Although external collaborators are what we typically think of in a global, Amazon-impacted world, it is often just as important if not more important to consider your internal collaborators. Does your sales team talk with production? Does R&D talk with marketing? Does your Ohio location talk with your California location? Often times, different sites within the same country can be more collaboration-challenged than when coordinating with sites in other countries. How often have we heard the challenges in collaborating across the U.S. yet we seem to be able to coordinate across borders? Quite frequently! It is as if we are speaking a different language even though it might be the culture of the south vs. the hustle of New York or the laid-back nature of California.

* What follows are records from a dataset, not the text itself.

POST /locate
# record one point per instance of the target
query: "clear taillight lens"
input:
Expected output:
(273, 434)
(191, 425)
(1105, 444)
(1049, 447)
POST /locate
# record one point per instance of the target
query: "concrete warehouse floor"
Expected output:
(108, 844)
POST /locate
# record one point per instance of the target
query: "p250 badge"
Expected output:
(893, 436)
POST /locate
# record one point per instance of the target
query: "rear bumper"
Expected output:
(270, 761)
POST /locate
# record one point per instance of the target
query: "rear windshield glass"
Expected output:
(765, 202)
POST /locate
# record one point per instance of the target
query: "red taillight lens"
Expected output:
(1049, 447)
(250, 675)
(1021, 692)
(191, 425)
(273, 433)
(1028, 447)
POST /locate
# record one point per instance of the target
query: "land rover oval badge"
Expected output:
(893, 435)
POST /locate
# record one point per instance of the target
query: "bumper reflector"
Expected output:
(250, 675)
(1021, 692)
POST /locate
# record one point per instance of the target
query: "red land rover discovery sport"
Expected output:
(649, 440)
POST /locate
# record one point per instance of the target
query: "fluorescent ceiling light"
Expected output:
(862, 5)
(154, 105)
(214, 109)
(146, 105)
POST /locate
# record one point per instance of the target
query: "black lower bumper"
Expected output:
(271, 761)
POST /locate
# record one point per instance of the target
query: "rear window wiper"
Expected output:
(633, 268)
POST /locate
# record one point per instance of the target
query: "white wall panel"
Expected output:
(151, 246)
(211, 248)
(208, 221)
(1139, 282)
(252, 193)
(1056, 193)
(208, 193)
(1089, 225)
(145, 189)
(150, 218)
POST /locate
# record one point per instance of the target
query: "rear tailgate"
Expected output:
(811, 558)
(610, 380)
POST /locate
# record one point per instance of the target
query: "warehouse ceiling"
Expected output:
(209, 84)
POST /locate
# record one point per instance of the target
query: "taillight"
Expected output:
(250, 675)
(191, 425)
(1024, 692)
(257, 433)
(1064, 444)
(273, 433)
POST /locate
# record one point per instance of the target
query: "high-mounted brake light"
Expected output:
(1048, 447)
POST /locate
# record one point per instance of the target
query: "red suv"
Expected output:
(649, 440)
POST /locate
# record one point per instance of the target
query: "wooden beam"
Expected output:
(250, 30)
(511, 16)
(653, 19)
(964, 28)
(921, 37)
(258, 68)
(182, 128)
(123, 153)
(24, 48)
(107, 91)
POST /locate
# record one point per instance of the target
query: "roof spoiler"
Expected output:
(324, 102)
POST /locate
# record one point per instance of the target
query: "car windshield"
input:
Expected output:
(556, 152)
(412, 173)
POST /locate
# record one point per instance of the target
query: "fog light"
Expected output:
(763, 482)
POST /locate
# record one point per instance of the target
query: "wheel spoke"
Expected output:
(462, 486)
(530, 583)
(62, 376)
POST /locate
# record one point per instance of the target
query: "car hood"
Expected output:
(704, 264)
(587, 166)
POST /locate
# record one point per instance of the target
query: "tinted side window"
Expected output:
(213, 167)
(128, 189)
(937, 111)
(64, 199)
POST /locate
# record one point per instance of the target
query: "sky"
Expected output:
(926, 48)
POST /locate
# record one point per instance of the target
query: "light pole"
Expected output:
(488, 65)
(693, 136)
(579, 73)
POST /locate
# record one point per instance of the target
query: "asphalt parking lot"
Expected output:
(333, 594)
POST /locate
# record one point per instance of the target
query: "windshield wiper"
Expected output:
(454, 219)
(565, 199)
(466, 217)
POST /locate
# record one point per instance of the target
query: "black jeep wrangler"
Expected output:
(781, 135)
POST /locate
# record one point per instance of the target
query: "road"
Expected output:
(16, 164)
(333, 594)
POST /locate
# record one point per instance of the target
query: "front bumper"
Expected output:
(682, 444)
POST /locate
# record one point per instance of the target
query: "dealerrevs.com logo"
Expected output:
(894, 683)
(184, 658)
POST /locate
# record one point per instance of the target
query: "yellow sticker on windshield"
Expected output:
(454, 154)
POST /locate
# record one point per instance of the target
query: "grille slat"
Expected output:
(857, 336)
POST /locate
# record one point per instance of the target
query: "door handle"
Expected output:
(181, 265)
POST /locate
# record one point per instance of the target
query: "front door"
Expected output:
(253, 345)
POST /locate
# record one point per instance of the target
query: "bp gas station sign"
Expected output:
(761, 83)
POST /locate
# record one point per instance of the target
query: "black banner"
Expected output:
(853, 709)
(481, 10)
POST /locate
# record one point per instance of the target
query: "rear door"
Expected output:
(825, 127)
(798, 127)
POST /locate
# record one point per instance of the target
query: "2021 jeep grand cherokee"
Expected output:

No matter whether we are collaborating across functions, sites or countries, these keys to success will give you an advantage:

  1. Provide background– Instead of jumping into a conversation and assuming your internal or external partner knows about the initiative, take the time to provide background information. Make sure they are comfortable with the topic and understand what you want to accomplish, why it is important, etc. If you are on the receiving end, make sure to ask questions. Starting on the same page makes all the difference in the world.
  2. Take a breath– This tip relates just as much to collaboration as it does to everyday communication. Do not run on for several minutes on a tangent without pausing to see if your audience is following along. Don’t assume the lack of questions is good news. Ask for confirmation that you are answering their questions and whether what you are saying makes sense.
  3. Build a framework together– For what reason are you collaborating? Most likely you are working on an initiative together or need help or advice from the other person. Either way, build the framework together. Thus, if you are putting together a project plan, make sure to put it together with a give-and-take perspective. Suggest a place to start. Ask the other person where you should go next. Trade off consistently if you need a way to force yourself to remember to ensure fairness. If you have become more expert at collaboration, mix it up. Start with the first few tasks, if you are strong in those areas, and defer to the other person for the areas they are strong in. Build upon each other’s strengths.
  4. Compare resources– Another way to collaborate is to compare resources. For example, if you are rolling out a product, you could have internal and external resources involved in the project. Compare the resources of different team members vs. your objectives. Most likely, each person will be more successful supplying inputs and resources to the areas of the project within their capabilities and resources. It seems quite obvious; however, it can often be an overlooked key to success. In the new product rollout, the engineering group is likely to have access to resources to optimize the production process whereas the logistics group will have more resources available to optimizing packaging. Match up resources with project plans.
  5. Share successes– Sharing in successes and creating opportunities for quick wins encourages collaboration. It is always a good idea to look for opportunities where you can turn 1 + 1 into 22 instead of 2. Collaboration will achieve 22!

Collaborating has emerged as vital to success for any project or major initiative. We must communicate internally among departments, facilities, and levels of the organization. That alone can put most companies over the edge. However, in today’s Amazon-impacted, global environment, we must collaborate externally as well. Customers, suppliers, supply chain partners and other business partners such as trusted advisors must come together and collaborate with a clear, shared objective to achieve dramatic business results.